The government’s plan to withdraw child benefit from households in which one or more taxpayers pay 40% income tax is in serious trouble.
I have just come from a parliamentary debate in which Christopher Chope, MP for Christchurch, exposed a whole series of problems with the policy to which the minister, David Gauke MP, had few if any answers. The government line is simply not convincing, one suspects because the policy was drawn up in a rush before our 2010 Conference without being properly thought through.
More seriously still from the government’s perspective, it is not clear that it has a majority in Parliament for the policy. The LibDems, of course, love the idea, but Labour appears set to oppose it, having somewhat opportunistically deemed the households affected to belong to Ed Miliband’s rather elastic “squeezed middle”.
Meanwhile, a very significant number of Conservative backbenchers have concerns and, in many cases, these are sufficiently serious that I would expect them to be expressed in the voting lobbies.

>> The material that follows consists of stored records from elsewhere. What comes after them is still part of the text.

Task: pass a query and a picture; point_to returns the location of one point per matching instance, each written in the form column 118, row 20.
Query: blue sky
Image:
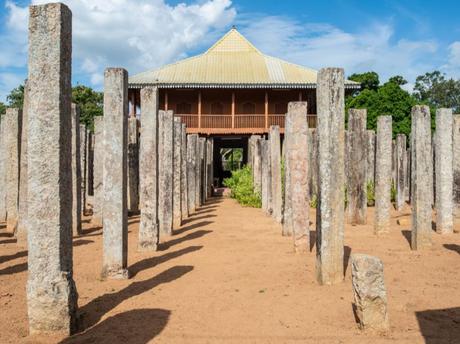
column 390, row 37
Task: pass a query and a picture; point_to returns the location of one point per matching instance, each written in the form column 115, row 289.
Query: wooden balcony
column 236, row 124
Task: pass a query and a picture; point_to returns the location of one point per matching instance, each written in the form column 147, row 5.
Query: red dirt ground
column 229, row 276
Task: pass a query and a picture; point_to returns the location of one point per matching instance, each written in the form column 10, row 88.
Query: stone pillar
column 13, row 129
column 401, row 171
column 297, row 175
column 98, row 199
column 383, row 175
column 115, row 175
column 275, row 162
column 421, row 177
column 165, row 170
column 456, row 163
column 76, row 171
column 192, row 140
column 133, row 165
column 444, row 172
column 51, row 292
column 21, row 233
column 369, row 292
column 148, row 171
column 357, row 155
column 183, row 177
column 370, row 165
column 330, row 210
column 177, row 171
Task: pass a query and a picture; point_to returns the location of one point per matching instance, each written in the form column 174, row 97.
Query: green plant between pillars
column 242, row 188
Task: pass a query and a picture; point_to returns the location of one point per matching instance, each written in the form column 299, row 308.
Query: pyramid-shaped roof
column 232, row 62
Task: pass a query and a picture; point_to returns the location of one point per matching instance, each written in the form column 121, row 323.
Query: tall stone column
column 13, row 129
column 357, row 155
column 177, row 171
column 183, row 177
column 192, row 140
column 401, row 171
column 148, row 171
column 330, row 211
column 51, row 292
column 297, row 174
column 456, row 163
column 76, row 171
column 165, row 170
column 133, row 165
column 21, row 232
column 422, row 179
column 444, row 172
column 383, row 175
column 275, row 162
column 98, row 171
column 115, row 175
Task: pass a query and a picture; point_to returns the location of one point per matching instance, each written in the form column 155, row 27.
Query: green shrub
column 242, row 188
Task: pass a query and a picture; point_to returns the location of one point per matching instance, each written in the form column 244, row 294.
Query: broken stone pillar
column 444, row 172
column 383, row 176
column 275, row 162
column 401, row 171
column 370, row 173
column 369, row 293
column 357, row 155
column 192, row 140
column 98, row 199
column 177, row 171
column 51, row 292
column 330, row 210
column 115, row 175
column 148, row 171
column 183, row 177
column 456, row 163
column 421, row 177
column 133, row 165
column 165, row 170
column 297, row 176
column 21, row 232
column 13, row 129
column 76, row 171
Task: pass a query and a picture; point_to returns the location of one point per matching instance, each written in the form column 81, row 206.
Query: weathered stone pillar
column 383, row 175
column 369, row 292
column 133, row 165
column 297, row 175
column 275, row 161
column 192, row 140
column 330, row 211
column 444, row 172
column 148, row 171
column 177, row 171
column 98, row 199
column 21, row 232
column 115, row 174
column 165, row 170
column 357, row 155
column 183, row 177
column 456, row 163
column 51, row 292
column 76, row 171
column 401, row 171
column 13, row 129
column 422, row 179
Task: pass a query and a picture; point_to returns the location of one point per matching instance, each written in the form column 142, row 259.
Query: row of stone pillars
column 50, row 165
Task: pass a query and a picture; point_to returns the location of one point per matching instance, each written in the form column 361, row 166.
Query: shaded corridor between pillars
column 228, row 276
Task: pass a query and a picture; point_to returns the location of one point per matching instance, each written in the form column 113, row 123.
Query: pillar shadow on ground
column 137, row 326
column 439, row 325
column 92, row 312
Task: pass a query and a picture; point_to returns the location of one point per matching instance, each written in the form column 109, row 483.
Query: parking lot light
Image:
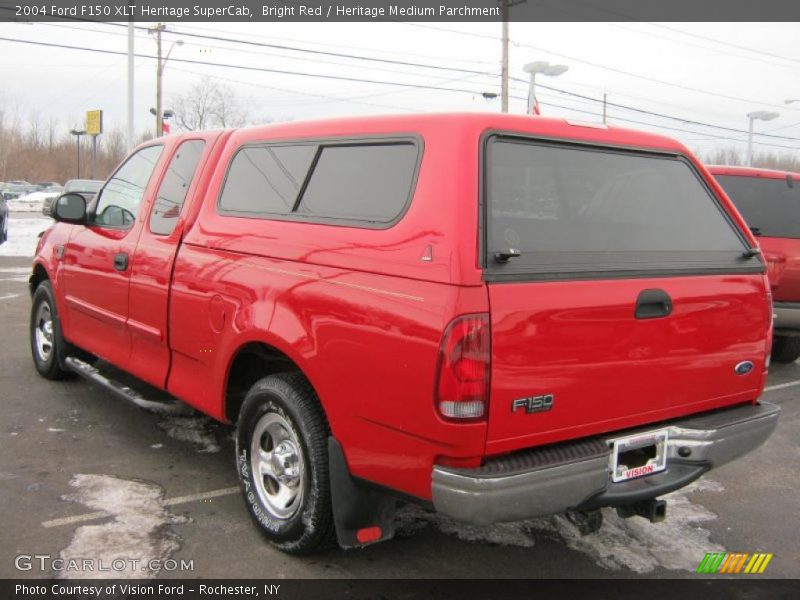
column 759, row 115
column 544, row 68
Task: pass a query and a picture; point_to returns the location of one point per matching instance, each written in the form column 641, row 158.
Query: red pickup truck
column 770, row 203
column 496, row 316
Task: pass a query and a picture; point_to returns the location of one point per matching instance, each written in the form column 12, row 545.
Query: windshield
column 771, row 207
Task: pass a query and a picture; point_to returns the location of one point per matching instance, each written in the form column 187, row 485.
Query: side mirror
column 70, row 208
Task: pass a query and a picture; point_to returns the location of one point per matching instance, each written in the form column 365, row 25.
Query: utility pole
column 156, row 30
column 78, row 133
column 504, row 70
column 131, row 134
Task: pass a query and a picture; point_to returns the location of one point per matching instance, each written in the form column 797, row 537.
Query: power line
column 606, row 68
column 248, row 52
column 617, row 105
column 248, row 68
column 318, row 52
column 657, row 114
column 724, row 43
column 391, row 83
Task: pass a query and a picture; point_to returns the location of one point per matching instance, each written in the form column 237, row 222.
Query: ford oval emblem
column 744, row 367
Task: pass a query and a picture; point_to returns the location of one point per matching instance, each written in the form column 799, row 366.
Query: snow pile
column 138, row 532
column 33, row 202
column 678, row 543
column 195, row 430
column 17, row 274
column 23, row 235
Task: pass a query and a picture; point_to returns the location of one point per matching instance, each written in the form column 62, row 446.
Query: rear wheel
column 47, row 344
column 786, row 349
column 282, row 462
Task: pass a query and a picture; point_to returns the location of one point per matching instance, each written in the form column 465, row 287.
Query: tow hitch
column 653, row 510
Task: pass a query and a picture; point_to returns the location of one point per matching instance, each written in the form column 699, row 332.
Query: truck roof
column 751, row 172
column 564, row 129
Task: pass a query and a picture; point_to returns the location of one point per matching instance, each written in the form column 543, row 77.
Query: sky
column 713, row 73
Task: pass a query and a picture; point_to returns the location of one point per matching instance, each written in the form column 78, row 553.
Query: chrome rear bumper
column 576, row 475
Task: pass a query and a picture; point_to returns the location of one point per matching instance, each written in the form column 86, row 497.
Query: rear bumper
column 576, row 475
column 787, row 316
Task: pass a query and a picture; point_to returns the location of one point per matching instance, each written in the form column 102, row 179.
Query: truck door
column 154, row 256
column 97, row 260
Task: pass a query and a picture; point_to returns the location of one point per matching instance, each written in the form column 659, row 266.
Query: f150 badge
column 533, row 404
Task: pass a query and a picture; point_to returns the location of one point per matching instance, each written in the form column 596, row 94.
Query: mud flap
column 362, row 515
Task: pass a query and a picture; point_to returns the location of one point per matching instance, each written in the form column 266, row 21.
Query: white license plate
column 638, row 455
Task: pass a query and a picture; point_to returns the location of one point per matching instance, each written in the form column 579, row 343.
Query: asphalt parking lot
column 85, row 475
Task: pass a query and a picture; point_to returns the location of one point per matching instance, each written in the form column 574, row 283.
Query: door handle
column 121, row 261
column 653, row 304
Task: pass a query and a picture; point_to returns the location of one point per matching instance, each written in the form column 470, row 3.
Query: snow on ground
column 18, row 274
column 195, row 429
column 138, row 529
column 30, row 202
column 678, row 543
column 23, row 235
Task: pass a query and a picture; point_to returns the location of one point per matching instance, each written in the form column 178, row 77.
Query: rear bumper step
column 93, row 374
column 576, row 475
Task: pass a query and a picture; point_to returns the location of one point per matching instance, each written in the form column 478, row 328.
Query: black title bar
column 398, row 10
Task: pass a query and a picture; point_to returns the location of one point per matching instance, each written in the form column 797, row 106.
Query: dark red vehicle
column 770, row 203
column 497, row 316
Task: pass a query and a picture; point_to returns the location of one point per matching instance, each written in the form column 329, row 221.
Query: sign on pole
column 94, row 122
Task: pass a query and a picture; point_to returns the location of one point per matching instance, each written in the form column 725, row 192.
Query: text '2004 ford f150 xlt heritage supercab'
column 499, row 317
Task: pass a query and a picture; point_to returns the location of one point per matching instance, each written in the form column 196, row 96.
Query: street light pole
column 78, row 133
column 759, row 115
column 156, row 30
column 545, row 68
column 160, row 66
column 504, row 69
column 131, row 134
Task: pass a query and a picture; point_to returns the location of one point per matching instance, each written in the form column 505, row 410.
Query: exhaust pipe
column 653, row 510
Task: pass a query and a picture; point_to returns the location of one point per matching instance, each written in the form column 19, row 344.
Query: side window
column 266, row 179
column 119, row 200
column 175, row 186
column 353, row 181
column 361, row 182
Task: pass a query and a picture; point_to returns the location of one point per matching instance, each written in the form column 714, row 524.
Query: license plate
column 638, row 455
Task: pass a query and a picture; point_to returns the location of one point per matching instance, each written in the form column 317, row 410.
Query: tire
column 786, row 349
column 48, row 346
column 282, row 462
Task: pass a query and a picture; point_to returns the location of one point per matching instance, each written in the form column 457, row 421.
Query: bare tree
column 784, row 161
column 209, row 104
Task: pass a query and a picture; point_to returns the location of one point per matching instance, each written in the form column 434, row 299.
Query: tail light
column 462, row 386
column 771, row 322
column 776, row 265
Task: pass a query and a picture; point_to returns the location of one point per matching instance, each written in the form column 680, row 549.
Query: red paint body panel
column 362, row 314
column 782, row 254
column 608, row 370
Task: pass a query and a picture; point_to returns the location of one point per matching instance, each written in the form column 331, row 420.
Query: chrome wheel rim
column 43, row 332
column 277, row 465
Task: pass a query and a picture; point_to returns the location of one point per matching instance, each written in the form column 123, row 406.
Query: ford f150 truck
column 770, row 203
column 499, row 317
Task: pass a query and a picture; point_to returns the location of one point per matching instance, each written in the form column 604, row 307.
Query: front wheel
column 47, row 344
column 282, row 462
column 785, row 349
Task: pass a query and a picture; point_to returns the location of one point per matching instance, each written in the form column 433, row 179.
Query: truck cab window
column 119, row 200
column 175, row 186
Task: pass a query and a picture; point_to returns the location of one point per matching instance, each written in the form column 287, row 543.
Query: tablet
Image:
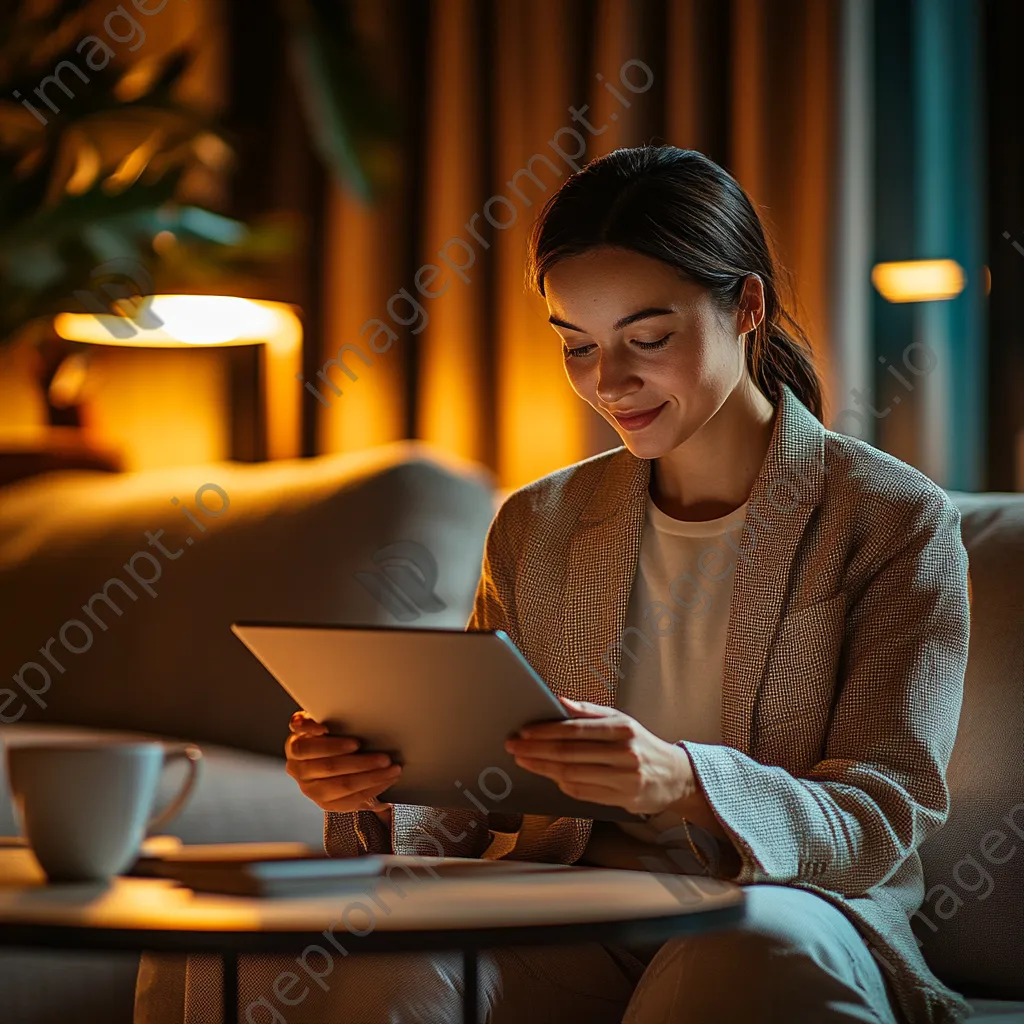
column 441, row 701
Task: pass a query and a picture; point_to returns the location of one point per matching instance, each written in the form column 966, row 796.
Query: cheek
column 580, row 380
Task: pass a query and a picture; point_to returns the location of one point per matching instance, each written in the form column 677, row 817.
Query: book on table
column 294, row 869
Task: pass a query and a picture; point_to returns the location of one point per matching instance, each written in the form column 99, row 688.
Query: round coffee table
column 436, row 904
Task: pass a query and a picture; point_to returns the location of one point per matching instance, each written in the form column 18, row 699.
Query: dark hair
column 679, row 207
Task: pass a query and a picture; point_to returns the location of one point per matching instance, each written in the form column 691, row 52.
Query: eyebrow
column 620, row 324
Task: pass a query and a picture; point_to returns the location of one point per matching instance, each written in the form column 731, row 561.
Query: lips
column 638, row 420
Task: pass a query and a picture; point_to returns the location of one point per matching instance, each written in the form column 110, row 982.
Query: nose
column 614, row 379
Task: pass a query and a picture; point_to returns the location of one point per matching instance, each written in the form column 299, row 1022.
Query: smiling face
column 638, row 338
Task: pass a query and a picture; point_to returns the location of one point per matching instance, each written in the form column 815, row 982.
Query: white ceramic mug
column 85, row 805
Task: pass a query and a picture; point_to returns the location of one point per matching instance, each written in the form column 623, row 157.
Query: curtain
column 488, row 89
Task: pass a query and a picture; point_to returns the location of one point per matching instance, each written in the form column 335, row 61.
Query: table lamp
column 190, row 321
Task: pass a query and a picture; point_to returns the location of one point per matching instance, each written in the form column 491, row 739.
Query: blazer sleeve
column 356, row 833
column 880, row 788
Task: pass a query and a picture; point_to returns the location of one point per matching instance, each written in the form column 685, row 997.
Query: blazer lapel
column 602, row 562
column 783, row 497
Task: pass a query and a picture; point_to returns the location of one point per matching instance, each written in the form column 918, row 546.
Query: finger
column 342, row 786
column 363, row 800
column 305, row 748
column 584, row 751
column 585, row 728
column 345, row 764
column 303, row 722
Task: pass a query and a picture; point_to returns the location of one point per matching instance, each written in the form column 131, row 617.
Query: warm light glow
column 186, row 321
column 206, row 321
column 919, row 281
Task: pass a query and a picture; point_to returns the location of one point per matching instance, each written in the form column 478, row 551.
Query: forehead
column 604, row 285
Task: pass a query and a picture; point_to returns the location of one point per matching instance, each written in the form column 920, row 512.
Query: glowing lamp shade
column 919, row 281
column 204, row 321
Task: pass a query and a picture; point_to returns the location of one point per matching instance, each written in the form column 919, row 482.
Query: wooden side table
column 475, row 904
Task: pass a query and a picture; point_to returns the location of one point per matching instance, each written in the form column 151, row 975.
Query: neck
column 712, row 473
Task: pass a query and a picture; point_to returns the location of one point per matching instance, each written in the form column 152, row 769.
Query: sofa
column 325, row 541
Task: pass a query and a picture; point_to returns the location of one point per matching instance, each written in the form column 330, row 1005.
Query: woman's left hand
column 604, row 756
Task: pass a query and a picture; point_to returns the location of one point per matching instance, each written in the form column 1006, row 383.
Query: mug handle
column 195, row 758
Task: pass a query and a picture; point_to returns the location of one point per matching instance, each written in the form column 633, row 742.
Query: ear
column 752, row 303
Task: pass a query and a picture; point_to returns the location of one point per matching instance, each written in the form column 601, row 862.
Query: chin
column 644, row 446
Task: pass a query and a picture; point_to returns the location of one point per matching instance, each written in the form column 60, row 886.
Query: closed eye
column 645, row 345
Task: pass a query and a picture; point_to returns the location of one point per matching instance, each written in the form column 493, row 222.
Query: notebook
column 293, row 869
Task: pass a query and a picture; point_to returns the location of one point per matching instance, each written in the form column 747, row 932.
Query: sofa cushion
column 996, row 1012
column 282, row 542
column 972, row 923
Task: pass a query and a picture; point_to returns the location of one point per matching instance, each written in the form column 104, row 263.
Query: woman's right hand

The policy is particularly toxic for colleagues who want to see the government do more to promote marriage and the traditional family, given the lack of movement so far on the government’s promise to recognise marriage in the tax system. However, the policy is also objectionable for those who want the tax system to be neutral between personal choices, since it clobbers single earner householders, most usually with a stay-at-home Mum, relative to dual-earner couples.
Ministers cannot answer colleagues who question them about the sheer unfairness of one family with a single earner on £45,000 losing their child benefit, while a family with two earners, each earning around £40,000, get to keep their child benefit. Certainly, I don’t feel that I am currently able to give constituents a satisfactory answer as to how this is fair, particularly when we continue to pay child benefit to many thousands of children in EU countries such as Poland and Lithuania, where costs are much lower, even when they have never set foot in the UK.
Given the four figure sums involved, the equivalent of £4,000 of marginal gross income for a family with three children, it is no surprise that many people have contacted their MP on this issue. I have had several dozen constituents raise it with me, but another MP says that he has been contacted by over a thousand people. Adding to the weight of such representations is the fact that, at least in my case, they do not appear to be part of an orchestrated campaign.
Colleagues had expected the Treasury to come forward with proposals to mitigate the unfairness of the policy, but now it is suggested that this would be too complicated and difficult, given the implications of household means testing for independent taxation.
If so, the Treasury would be well advised to use the Budget to drop this policy. The alternative may be that it is defeated on the floor of the House.